Evergrande disebut sebagai \”perusahaan properti paling berutang di dunia,\” dan memang betul. Utangnya berjumlah hampir US$330 miliar (sekitar Rp5.202 triliun), lebih dari utang negara-negara seperti Rusia.
Setelah berbulan-bulan menantikan pembuatan rencana yang layak untuk restrukturisasi defisit, pengadilan Hong Kong menilai bahwa \”sudah cukup\” dan Senin (31/01) ini memerintahkan likuidasi Evergrande, raksasa properti Cina.
Pengadilan menerima permintaan kreditur untuk melikuidasi perusahaan itu, yakni dengan menyita asetnya dan menjualnya untuk menutupi utang.
Namun, masih belum diketahui apakah aset Evergrande di daratan China, lokasi sebagian besar propertinya berada, dapat membawa intervensi.
Krisis raksasa properti, yang pecah pada 2021, memperlihatkan kesulitan serius yang dialami sektor properti di China, di mana konstruksi menyumbang hampir seperempat dari perekonomian negara.
Pada saat itu diperkirakan bahwa perusahaan memiliki 1,5 juta rumah yang belum selesai dibangun. Hal ini mengakibatkan banyak keluarga yang telah berinvestasi di properti itu sebelum dibangun kehilangan tabungan dan tanpa rumah.
Menyusul perintah likuidasi, saham Evergrande turun 20% di Bursa Efek Hong Kong Senin ini sampai penjualan sahamnya diperintahkan ditangguhkan.
Keputusan pengadilan Hong Kong, menurut para analis, akan berdampak serius pada pasar keuangan negara itu dan diperkirakan memperburuk citra China sebagai negara tujuan investasi internasional.
Bagaimana krisis Evergrande pecah?
Masalah Evergrande dimulai pada 2021, ketika perusahaan gagal membayar lebih dari US$100 juta (Rp1.575 miliar) kepada kreditur asingnya.
Dana itu disebut sebagai utang offshore (luar negeri) atau ekstrateritorial, dan menandakan krisis di sektor properti China yang masih meningkat.

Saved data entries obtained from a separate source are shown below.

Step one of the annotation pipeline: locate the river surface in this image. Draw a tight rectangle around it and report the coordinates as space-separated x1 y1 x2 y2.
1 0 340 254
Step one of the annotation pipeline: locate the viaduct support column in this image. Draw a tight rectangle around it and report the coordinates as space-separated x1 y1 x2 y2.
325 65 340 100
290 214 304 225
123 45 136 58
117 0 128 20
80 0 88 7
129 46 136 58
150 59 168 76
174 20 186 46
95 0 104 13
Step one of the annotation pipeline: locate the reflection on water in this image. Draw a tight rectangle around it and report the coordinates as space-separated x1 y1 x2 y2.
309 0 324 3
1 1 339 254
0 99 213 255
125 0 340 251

Efeknya juga dirasakan di pasar internasional, terutama pada negara-negara yang mengekspor bahan baku yang digunakan dalam pembangunan seperti Chili, Peru atau Brasil.

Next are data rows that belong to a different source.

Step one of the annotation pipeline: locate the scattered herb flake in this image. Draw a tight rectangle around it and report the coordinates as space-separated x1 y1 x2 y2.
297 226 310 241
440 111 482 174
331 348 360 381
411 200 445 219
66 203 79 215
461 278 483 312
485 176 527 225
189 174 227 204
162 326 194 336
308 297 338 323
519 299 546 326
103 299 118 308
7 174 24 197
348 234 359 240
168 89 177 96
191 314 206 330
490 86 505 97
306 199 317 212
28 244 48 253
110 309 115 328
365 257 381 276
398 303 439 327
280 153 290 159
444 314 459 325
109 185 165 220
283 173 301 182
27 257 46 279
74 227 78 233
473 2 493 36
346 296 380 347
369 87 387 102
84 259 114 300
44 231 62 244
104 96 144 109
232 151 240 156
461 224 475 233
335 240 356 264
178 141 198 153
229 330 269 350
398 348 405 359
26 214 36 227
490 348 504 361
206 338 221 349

Pada saat itu, kewajiban bayar Evergrande sudah mencapai lebih dari US$300 miliar (sekitar Rp4.720 triliun) dan beberapa bahkan curiga apakah China mengalami \”momen Lehman Brothers,\” istilah yang merujuk pada raksasa perbankan investasi Amerika yang menjadi babak pembuka krisis keuangan global pada 2008.
Perusahaan kemudian menghadapi ratusan tuntutan hukum dan diduga memulai proses restrukturisasi utangnya dengan pihak otoritas China.